Friday, May 3, 2024

Criterion Releases: February 2024

In the shortest month of the year, even with that 29th day, Criterion has  six movies and a collection of films from the same director. Eric Rohmer’s collection and Robert Altman’s Western masterpiece are re-editions while the rest make their entry into the Criterion Collection. One is a classic noir of 1930s Hollywood, another is an independent film that has not been appreciated in decades, a Hong Kong action film and its sequel featuring three leading ladies, and a German drama released just last year as a contemporary piece. 

The Roaring Twenties (1939)

James Cagney, Jeffery Lynn, and Humphrey Bogart are friends from their time serving on the front lines of World War I who then go on their separate paths into the next decade, intersecting in the Prohibition underworld. The story of war heroesto criminals from director Raoul Walsh ended the decade’s gangster genre releases from Warner Brothers and topped it with an epic feel spanning many years. While Cagney was at his peak, Bogart was about to reach his stardom for the next fifteen years with a string of noir masterpieces that would make his name stay forever. 

Nothing But A Man (1964)

A hidden piece of independent cinema from the 1960s, director Michael Roemer made his debut with a story of survival in a prejudicial world that remains a standard of American neorealism. A Black railroad worker (Ivan Dixon) living in the South struggles to make a living as he provides for his wife (Abbey Lincoln) while also trying to reconcile with his alcoholic father (Julius Harris). Hardly seen at the time of release, its recent rediscovery has made this a much necessary piece of American film to be seen more. It was inducted into the National Film Registry of the Library of Congress in 1993, so it already has been recognized, yet hasn’t really been out to a wider audience. 

McCabe & Mrs. Miller (1971)

Robert Altman created an original Western that made it much more grayer than Westerns are with Warren Beatty and Julie Christie as two new visitors to a Pacific Northwest mining town. They collaborate on a business venture of prostitution and gambling which finds itself facing the wrath of the ruling mining company who want them gone and are willing to kill them both. In its special re-edition, Altman’s “anti-Western” is again up for purchase as a standout in the New Hollywood movement that would dominate the decade.

Eric Rohmer’s Tales Of The Four Seasons (1990-1998)

Following his acclaimed anthology Six Moral Tales in the sixties and seventies, French icon Eric Rohmer created four movies with themes of each season of the year. A Tale of Springtime (1990), A Tale of Winter (1992), A Tale of Summer (1996), and A Tale of Autumn (1998) all deal with his common concepts of human interaction, love, and scenery which sets the tone for each of his characters. Springtime is his most schemic story dealing with jealousy and desire while Winter is one of his most spiritual films. Summer is Rohmer’s most autobiographical film but was not released in the U.S. until 2014 while Autumn is influenced by American romantic comedies.

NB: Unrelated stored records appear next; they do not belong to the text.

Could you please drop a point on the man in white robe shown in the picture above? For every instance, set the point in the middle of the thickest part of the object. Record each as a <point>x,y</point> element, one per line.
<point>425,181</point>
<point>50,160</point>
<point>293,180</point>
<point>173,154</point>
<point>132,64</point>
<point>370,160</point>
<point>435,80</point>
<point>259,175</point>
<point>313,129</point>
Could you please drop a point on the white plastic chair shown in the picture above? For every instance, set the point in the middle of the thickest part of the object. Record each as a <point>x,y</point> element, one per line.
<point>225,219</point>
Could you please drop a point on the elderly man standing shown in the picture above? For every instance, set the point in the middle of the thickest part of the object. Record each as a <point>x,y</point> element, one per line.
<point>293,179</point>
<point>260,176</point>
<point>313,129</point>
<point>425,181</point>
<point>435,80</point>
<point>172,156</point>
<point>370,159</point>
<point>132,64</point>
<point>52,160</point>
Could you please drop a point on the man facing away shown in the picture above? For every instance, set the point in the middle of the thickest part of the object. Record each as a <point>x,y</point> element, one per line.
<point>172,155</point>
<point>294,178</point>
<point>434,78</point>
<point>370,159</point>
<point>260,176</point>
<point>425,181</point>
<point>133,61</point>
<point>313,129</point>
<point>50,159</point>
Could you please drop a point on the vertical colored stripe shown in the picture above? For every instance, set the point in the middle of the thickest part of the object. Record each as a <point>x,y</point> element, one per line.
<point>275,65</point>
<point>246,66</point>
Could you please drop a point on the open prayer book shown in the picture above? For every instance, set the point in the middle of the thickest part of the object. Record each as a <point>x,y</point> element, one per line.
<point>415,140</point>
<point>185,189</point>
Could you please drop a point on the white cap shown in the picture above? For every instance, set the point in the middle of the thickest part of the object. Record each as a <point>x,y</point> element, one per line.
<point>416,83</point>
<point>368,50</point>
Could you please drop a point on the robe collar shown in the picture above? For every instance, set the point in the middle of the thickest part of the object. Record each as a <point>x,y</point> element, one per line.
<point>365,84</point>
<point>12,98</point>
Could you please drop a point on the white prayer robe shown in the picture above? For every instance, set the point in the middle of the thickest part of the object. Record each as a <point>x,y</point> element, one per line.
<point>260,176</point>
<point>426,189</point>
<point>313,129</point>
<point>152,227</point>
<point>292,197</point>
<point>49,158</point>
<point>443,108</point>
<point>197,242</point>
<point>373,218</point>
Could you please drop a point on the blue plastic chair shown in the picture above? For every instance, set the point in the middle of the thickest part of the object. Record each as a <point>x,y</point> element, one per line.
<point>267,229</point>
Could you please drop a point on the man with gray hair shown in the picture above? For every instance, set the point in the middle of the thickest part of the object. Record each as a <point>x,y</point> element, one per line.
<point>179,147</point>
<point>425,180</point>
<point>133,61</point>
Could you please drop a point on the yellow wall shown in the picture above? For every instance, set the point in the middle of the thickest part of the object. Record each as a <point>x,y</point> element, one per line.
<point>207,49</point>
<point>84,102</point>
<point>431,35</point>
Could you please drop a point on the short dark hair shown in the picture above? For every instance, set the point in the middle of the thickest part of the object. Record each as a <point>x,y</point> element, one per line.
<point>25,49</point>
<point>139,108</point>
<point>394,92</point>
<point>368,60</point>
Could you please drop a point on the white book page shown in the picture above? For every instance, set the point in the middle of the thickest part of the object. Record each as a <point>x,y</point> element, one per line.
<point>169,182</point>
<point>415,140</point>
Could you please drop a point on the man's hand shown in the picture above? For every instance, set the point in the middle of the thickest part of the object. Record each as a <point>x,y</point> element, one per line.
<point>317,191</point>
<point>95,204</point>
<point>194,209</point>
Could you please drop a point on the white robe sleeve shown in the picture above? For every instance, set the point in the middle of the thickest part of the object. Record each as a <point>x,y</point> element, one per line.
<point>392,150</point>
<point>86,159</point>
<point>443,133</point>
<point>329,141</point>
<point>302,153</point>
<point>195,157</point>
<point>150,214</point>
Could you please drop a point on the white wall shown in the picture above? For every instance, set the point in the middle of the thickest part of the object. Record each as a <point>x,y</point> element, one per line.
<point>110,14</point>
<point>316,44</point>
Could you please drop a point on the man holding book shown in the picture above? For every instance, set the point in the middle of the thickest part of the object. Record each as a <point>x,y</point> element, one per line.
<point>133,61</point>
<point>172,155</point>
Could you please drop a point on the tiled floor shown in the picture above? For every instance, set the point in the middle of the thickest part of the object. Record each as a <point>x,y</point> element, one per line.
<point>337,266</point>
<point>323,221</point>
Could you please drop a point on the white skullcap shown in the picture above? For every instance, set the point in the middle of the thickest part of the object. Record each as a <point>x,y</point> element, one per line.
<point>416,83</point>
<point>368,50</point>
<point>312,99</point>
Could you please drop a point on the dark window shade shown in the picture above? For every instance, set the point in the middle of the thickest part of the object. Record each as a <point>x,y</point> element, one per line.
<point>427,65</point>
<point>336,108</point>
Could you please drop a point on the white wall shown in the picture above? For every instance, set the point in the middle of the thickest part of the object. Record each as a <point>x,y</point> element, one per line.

These four films added to an extensive filmography in the latter half of Rohmer’s career that extended his legacy of going after the philosophical in all of movies. 

The Heroic Trio/Executioners (1993)

In one year, Hong Kong cinema enjoyed two related films featuring Maggie Cheung, Anita Mui, and Michelle Yeoh, bothdirected by Johnnie To about a trio of heroines who can throw down with any male threat in any manner. The first film follows the group having to band together to fight a kidnapper who the police cannot stop, but they must work together while dealing with a dark past each has. Its sequel is set in a Hong Kong victimized by war where order has broken down and the trio must stop the chaos and save citizens from a mass poisoning of water threatening to eliminate the population.

Afire (2023)

Released just last year, Christian Petzold (Phoenix, Undine) directed this story of a friendship tested while on holiday when their vacation home is occupied by an unexpected visitor. As tension starts to come between the two friends due to this visitor, a more serious situation develops that makes the ordeal more tragic. Winner of the Silver Bear at Berlinale, Petzold’s drama puts human nature on a collision course with Mother Nature as Petzold pushes out the real feelings from his solid cast including Thomas Schubert, Paula Beer, Langston Uibel, Enno Trebs, and Matthias Brandt.